During 2012, TEJAS and its members fought plans by Canadian pipeline operator
TC Energy to build the Keystone XL Pipeline, which would move crude oil from the tar sands region of Alberta to Nebraska — drawing opponents from across the nation to Houston and the Manchester neighborhood.
Joining forces
Although court challenges to the project remain, portions of the Keystone system have been built, including one linking crude oil storage terminals in Cushing, Okla., to refineries along the Gulf Coast. It was during the height of the protests for the controversial pipeline project that Parras met Yudith Nieto, one of his co-stars in the documentary.
Nieto’s family came from San Luis Potosi, Mexico, and settled in the East End neighborhood in 1999. She was born in Houston, grew up in the shadow of industry and became a youth organizer for TEJAS.
“My siblings and cousins, we all grew up with nosebleeds, asthma, respiratory issues and rashes — all levels of different ailments,” Nieto said. “We would leave the community and would get better but we’d come back and get a cold that would last a week or a month.”
Nieto attended art school and studied graphic design
but did not find her career options in Houston appealing.
“The only jobs available doing that type of work were in oil and gas making annual reports,” Nieto said. “I didn’t want to do it.”
Instead, she turned to environmental activism, through which she found another calling rooted in her bilingual childhood.
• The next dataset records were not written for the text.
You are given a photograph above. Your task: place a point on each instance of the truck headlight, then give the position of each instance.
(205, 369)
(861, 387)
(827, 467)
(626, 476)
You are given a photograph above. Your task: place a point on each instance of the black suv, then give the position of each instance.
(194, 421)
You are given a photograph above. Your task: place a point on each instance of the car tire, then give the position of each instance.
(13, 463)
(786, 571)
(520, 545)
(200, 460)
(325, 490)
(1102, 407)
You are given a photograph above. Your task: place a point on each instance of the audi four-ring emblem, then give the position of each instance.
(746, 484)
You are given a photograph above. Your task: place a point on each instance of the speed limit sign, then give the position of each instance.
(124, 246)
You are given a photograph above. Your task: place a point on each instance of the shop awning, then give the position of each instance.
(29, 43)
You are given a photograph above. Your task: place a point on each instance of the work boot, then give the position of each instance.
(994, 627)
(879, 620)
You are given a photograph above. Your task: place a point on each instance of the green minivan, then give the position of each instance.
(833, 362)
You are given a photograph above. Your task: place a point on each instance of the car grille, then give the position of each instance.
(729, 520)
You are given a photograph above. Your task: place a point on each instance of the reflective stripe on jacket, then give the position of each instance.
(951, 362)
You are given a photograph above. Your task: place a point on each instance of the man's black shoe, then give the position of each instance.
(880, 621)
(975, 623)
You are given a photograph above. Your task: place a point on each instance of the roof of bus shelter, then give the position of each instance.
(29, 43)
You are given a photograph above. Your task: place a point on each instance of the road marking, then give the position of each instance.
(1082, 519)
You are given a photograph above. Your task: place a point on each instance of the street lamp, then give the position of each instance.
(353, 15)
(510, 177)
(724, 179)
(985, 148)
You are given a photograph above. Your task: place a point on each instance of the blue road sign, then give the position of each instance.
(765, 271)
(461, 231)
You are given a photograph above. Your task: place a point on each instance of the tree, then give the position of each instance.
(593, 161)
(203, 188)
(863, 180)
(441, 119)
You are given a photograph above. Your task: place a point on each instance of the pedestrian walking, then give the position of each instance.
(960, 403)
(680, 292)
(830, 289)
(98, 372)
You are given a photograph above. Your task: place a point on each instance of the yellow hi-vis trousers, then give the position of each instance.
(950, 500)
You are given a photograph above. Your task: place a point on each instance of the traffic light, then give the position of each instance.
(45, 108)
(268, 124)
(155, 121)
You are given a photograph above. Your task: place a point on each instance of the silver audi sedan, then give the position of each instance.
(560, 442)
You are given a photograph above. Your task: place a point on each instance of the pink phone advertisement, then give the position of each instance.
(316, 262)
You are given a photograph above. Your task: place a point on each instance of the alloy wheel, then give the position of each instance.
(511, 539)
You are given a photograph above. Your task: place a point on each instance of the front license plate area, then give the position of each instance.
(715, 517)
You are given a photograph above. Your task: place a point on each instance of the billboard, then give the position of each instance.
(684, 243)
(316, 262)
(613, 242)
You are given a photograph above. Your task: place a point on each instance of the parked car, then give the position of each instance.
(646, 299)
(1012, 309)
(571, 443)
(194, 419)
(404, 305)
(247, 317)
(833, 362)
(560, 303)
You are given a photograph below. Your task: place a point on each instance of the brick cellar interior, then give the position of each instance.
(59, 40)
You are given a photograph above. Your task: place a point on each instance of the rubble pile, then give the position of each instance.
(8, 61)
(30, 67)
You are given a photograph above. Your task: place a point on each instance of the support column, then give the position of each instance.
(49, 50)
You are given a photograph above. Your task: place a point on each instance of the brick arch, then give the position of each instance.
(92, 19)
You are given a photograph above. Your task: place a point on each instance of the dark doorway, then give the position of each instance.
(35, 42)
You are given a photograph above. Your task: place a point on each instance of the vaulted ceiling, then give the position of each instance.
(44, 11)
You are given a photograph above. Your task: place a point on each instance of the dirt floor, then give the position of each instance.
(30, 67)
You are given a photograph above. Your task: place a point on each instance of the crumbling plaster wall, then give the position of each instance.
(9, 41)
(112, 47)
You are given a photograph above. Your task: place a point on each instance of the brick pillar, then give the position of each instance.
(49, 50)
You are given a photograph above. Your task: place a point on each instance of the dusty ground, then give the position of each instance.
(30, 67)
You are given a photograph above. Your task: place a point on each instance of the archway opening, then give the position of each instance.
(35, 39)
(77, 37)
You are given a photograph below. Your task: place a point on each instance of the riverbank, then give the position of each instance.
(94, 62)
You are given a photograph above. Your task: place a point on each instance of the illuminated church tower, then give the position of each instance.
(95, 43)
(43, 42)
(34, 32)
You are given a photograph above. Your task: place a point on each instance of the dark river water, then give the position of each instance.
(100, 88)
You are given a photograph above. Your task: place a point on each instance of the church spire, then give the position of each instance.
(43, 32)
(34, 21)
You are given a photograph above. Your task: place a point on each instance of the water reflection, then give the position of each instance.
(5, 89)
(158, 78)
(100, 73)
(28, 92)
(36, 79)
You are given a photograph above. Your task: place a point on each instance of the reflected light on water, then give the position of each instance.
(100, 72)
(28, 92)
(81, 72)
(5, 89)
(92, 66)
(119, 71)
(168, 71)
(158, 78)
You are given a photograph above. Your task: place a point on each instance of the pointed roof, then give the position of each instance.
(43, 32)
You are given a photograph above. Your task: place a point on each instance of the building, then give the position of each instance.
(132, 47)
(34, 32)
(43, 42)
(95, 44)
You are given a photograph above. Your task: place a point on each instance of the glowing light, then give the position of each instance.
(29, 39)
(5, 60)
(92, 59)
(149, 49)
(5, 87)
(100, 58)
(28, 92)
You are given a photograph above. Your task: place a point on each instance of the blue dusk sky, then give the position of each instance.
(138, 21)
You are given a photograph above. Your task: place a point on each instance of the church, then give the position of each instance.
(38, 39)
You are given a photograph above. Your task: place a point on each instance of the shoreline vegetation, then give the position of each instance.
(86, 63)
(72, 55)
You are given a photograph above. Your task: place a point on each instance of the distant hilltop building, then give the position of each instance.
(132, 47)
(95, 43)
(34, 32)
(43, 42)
Just as she did for her parents and grandparents, Nieto translated English and Spanish for those attending public hearings where there were no interpreters.
After the documentary wrapped, she moved to New Orleans, where she translates court proceedings and legal documents for Spanish-speaking immigrants.
But even after Nieto moved, Parras has kept battling.
“La lucha sigue … The fight continues,” Parras said. “It’s an ongoing battle that doesn’t necessarily have an end. But I will say that the overall arc has been towards progress. Even the industry will tell you it’s gotten better but that’s because of the struggle, the sacrifices and the works of the grassroots movement.”